From the introduction of Jaguar in late 1993 through the end of 1995, Atari sold approximately 125,000 units of Jaguar. As of December 31, 1995, Atari had approximately 100,000 units of Jaguar in inventory.

In an interview, Sam Tramiel, CEO of Atari Corp. and son of Jack Tramiel, had declared that the Jaguar was much more powerful than the Saturn and slightly weaker than the PlayStation. He also predicted the PlayStation to enter the US market at a retail price of $500, and that any price below $300 would constitute price dumping, an illegal market tactic that Atari would challenge in court. When Sony's Playstation launch into the US market, the $299 price-point swept the market. No lawsuit was forthcoming from Atari, and Tramiel's comments were selected as #3 in GameSpy's Top 25 Dumbest Moments in Gaming.

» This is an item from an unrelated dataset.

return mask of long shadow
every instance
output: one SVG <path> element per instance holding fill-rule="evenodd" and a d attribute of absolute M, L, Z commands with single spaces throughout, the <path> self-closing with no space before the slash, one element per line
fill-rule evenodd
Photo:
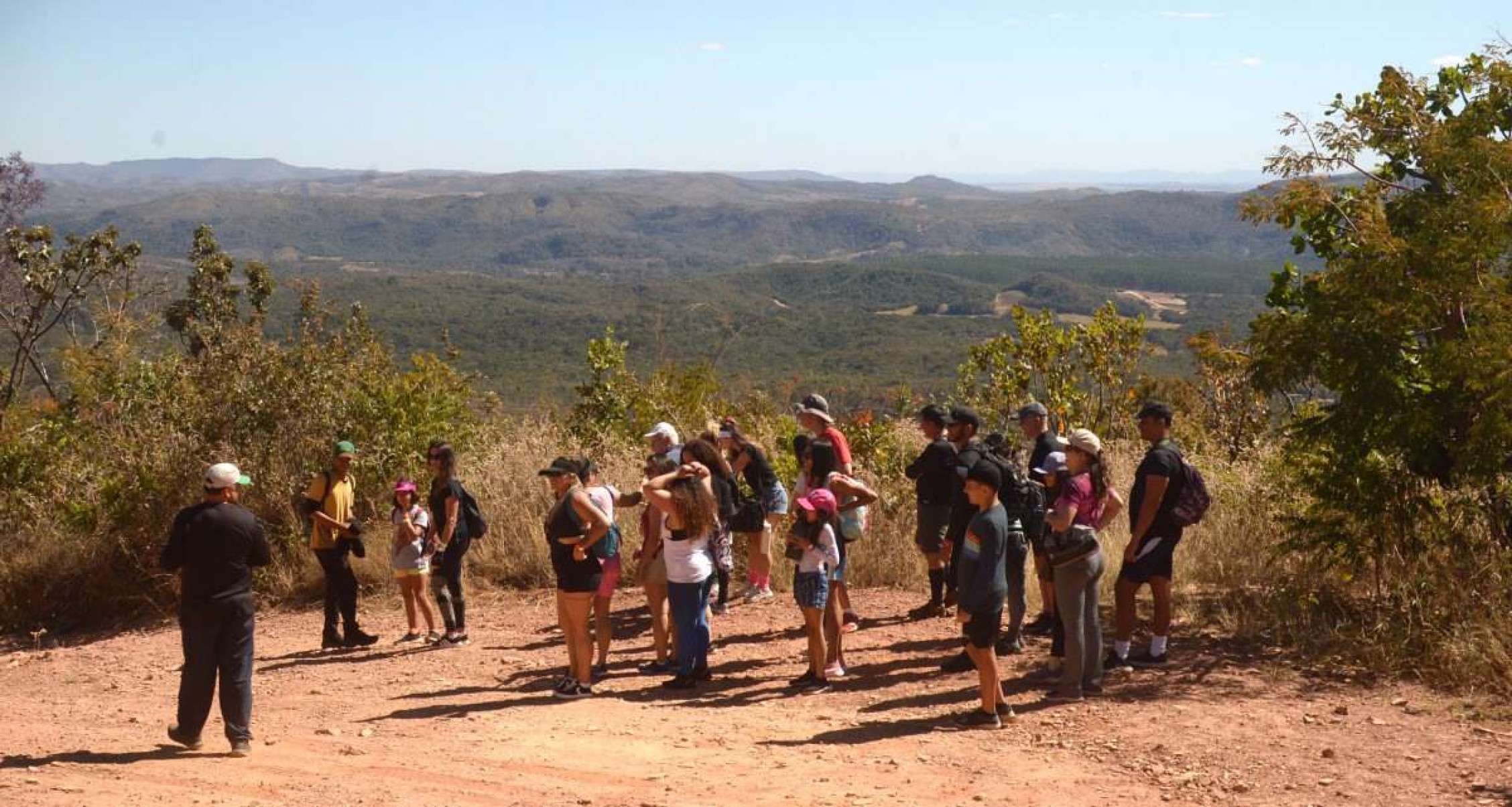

Production of the Jaguar ceased after Atari Corp. merged with JT Storage in a reverse takeover. In a last ditch effort to revive the Jaguar, Atari Corp. tried to play down the other two consoles by proclaiming the Jaguar was the only "64-bit" system. This claim is questioned by some, because the CPU (68000) and GPU executed a 32-bit instruction-set, but sent control signals to the 64-bit graphics co-processors (or "graphics accelerators"). Atari Corp.'s position was that the mere presence of 64-bit ALUs for graphics was sufficient to validate the claim. Design specs for the console allude to the GPU or DSP being capable of acting as a CPU, leaving the Motorola 68000 to read controller inputs. In practice, however, many developers used the Motorola 68000 to drive gameplay logic.

Over the short life of the console, several add-on peripherals were announced. However, only the ProController, the Atari Jaguar CD drive and the JagLink (a simple two-console networking device) reached retail shelves. A voice modem and VR headset (with infrared head-tracking), existed in prototype form, but were never commercialized. (See Loki and Konix Multisystem for early development.)

After the Atari Corporation properties were bought out by Hasbro Interactive in the late 1990s, Hasbro released the rights to the Jaguar, declaring the console an open platform and opening the doors for homebrew development. A few developers, including Telegames and Songbird Productions, have not only released previously unfinished materials from the Jaguar's past, but also several brand new titles to satisfy the system's cult following. The most recent release is the arcade-style game "Mad Bodies" by Force Design on May 2, 2009.